And with Alexa's weather forecast, nobody must stand in the rain. In the video, employees of the Amazon Development Center reveal what is behind Amazon's intelligent everyday assistant.

For the user, operating Alexa is very simple and intuitive. However, for Alexa there are countless steps she has to take."
Per Gyllensvärd

Alexa is a voice service available in the cloud and has its home in the Amazon Echo, an inconspicuous, slim device with intelligent voice control and a loudspeaker. Whoever starts an interaction with the artificial intelligence in the cloud through one of the freely definable voice commands 'Alexa', 'Amazon' or 'Echo', receives support in organizing daily life as well as answers to numerous questions.

How old is Mario Götze? The question sounds simple. But Alexa needs to find and process a whole range of information to answer it: "First of all she needs to know who Mario Götze is," explains Per Gyllensvärd, Senior User Experience Designer. "Alexa learns this from various sources of information on the internet. On the website, for example, the date of birth is listed. Then she has to know which date is today to calculate the age. Finally, Alexa must be able to express the answer correctly."

Despite the complex processes running in the background, the answer comes promptly: "Mario Götze is 24 years, six months and four days old". But how does the intelligent loudspeaker even understand what you want? "We collect a lot of language examples and compare them with our databases," explains Max Bisani, Manager Machine Learning. Each syllable and letter are identified and matched so that Alexa does not confuse an "e" with an "ä".
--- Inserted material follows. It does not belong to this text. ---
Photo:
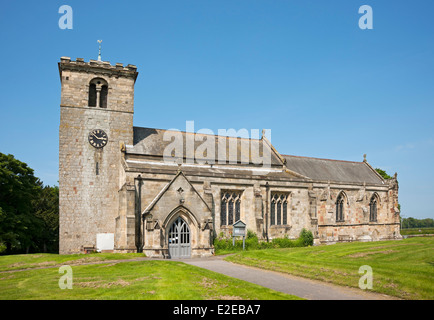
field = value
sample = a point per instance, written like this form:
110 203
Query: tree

What seems like science fiction to the layman is everyday life for the employees of the Amazon Development Center. An everyday life of algorithms, patterns and function of machine learning. What seems so simple when dealing with Alexa is actually based on thousands of learning processes Alexa has to cope with so that she can distinguish between English and German pronunciation, interpret colloquial language correctly and for example knows which piece is meant: a piece of cake? The new piece by Adele? Or should she give a piece of advice? "Alexa learns the context from complete sentences. She can see that the combination of a music request with a band name and the word 'piece' probably indicates a song, unlike other combinations with the term 'piece', says Fabian Triefenbach, Speech Scientist.
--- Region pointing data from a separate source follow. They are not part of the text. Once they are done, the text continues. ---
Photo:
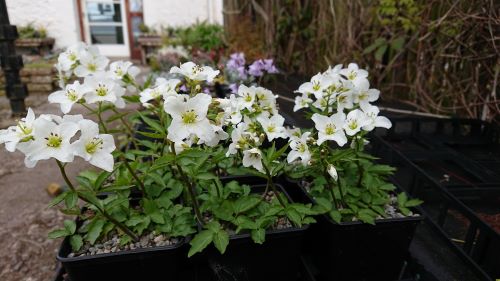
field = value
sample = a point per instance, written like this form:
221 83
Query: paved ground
25 251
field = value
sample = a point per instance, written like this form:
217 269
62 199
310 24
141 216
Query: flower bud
332 172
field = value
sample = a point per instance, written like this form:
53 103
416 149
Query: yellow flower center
316 86
330 129
54 140
189 117
92 67
22 126
92 146
101 90
352 75
71 94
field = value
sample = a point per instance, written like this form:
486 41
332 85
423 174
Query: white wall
59 17
181 12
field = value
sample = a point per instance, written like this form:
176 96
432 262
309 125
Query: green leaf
246 203
200 242
76 242
58 233
402 198
294 216
259 235
153 124
206 176
379 54
70 226
325 204
221 240
95 229
336 216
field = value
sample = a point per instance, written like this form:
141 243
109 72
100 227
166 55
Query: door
105 26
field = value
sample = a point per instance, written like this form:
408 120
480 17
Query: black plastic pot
167 262
360 251
277 259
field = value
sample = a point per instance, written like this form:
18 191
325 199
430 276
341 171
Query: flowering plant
164 180
345 182
237 72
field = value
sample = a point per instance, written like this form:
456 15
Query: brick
41 79
40 87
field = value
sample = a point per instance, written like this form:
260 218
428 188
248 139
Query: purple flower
256 68
270 67
236 61
234 88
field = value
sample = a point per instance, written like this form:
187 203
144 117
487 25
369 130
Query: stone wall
39 80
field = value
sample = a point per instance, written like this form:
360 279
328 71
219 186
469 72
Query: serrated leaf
200 242
95 229
246 203
70 226
76 242
335 215
259 235
221 240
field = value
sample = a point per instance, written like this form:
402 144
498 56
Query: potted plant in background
368 225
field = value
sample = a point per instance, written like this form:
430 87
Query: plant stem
273 187
118 224
189 186
99 111
134 175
Alexa doesn't know everything, of course. But through the repeated input of terms her knowledge gaps get filled. "It can be said Alexa learns by using her all the time," says Volker Lieutenant, Speech Scientist. Every customer can make Alexa better. Just as users develop new apps for smartphones, technology enthusiasts can program new skills for Alexa. "It was fun to develop a skill for my children that is now running on our Amazon Echo," reveals Patrick Lehnen. "Alexa entertains our kids brushing their teeth. Since then, they have been much more motivated to use their toothbrushes." Speaking of fun: Alexa also proves her sense of humor - essential skill in everyday life. "Alexa, why is the banana crooked?" Alexa: "Because nobody moved into the jungle and bent it straight."